A fundamental challenge in artificial intelligence involves understanding the cognitive mechanisms underlying visual reasoning in sophisticated models like Vision-Language Models (VLMs). How do these models integrate visual perception with abstract thought, especially when reasoning across multiple images or requiring fine-grained compositional understanding? Drawing inspiration from cognitive science, this paper introduces a structured evaluation framework using diverse visual reasoning tasks-Bongard Problems (BPs) and Winoground-to dissect the perception-reasoning interface in VLMs. We propose three distinct evaluation paradigms, mirroring human problem-solving strategies: Direct Visual Rule Learning (DVRL; holistic processing), Deductive Rule Learning (DRL; rule extraction and application), and Componential Analysis (CA; analytical decomposition via task-agnostic textual descriptions). These paradigms systematically vary cognitive load and probe processing stages. Notably, CA enables multi-image reasoning evaluation even for single-image architectures and isolates reasoning from perception by operating on textual descriptions.
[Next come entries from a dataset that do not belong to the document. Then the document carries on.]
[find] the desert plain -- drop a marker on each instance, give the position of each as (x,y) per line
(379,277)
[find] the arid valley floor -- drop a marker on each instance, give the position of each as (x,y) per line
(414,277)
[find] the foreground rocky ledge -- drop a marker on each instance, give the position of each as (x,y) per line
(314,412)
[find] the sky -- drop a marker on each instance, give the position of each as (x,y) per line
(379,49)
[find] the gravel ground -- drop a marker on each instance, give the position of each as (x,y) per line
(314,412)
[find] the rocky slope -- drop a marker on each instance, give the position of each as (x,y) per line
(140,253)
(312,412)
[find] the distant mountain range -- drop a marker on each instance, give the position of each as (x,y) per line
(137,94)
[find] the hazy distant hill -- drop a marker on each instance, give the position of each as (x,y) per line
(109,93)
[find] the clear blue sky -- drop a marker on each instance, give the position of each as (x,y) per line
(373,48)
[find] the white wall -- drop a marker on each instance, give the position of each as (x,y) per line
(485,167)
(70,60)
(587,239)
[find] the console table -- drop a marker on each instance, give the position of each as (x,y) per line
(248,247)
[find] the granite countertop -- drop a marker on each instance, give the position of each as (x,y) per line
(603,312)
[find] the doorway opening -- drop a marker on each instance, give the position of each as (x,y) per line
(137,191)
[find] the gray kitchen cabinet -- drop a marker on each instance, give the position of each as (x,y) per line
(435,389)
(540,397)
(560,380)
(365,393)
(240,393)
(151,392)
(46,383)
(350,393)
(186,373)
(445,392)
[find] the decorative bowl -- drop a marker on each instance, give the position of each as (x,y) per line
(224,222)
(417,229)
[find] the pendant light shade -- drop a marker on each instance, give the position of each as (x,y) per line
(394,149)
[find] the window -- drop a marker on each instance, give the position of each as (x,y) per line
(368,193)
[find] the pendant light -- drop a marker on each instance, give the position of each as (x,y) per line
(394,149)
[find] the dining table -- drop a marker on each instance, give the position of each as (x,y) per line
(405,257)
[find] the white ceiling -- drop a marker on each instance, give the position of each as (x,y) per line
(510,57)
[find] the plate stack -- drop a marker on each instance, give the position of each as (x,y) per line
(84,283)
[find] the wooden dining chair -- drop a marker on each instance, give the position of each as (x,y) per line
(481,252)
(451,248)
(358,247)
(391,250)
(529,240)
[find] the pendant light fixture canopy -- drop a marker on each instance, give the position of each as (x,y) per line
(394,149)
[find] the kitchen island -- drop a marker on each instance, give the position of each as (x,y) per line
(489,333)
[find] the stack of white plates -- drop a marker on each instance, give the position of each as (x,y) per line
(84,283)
Applying this framework, we demonstrate that CA, leveraging powerful language models for reasoning over rich, independently generated descriptions, achieves new state-of-the-art (SOTA) performance on challenging benchmarks including Bongard-OpenWorld, Bongard-HOI, and Winoground. Ablation studies confirm reasoning improves significantly when perceptual challenges are mitigated, revealing a critical perception bottleneck. Our framework provides a valuable diagnostic tool and suggests that decoupling perception (via rich, task-agnostic description) from reasoning is a promising direction for robust and general visual intelligence.
Paper Structure (50 sections, 3 equations, 2 figures, 12 tables)

This paper contains 50 sections, 3 equations, 2 figures, 12 tables.

Figures (2)

  • Figure 1: Example Bongard-OpenWorld task. Left: Positive examples. Center: Negative examples. Right: Query. Rule: A group photo at a wedding reception. Query is negative. (3 of 6 examples shown per set).
  • Figure 2: Cognitively-Inspired Evaluation Paradigms.DVRL (Direct Visual Rule Learning): Concurrent processing of all images, mimicking holistic perception. Requires multi-image input capability. DRL (Deductive Rule Learning): Two-stage process separating rule extraction from application, mimicking explicit deduction. CA (Componential Analysis): Multi-stage process involving individual image description followed by reasoning over text, mimicking analytical decomposition and enabling perception-reasoning separation.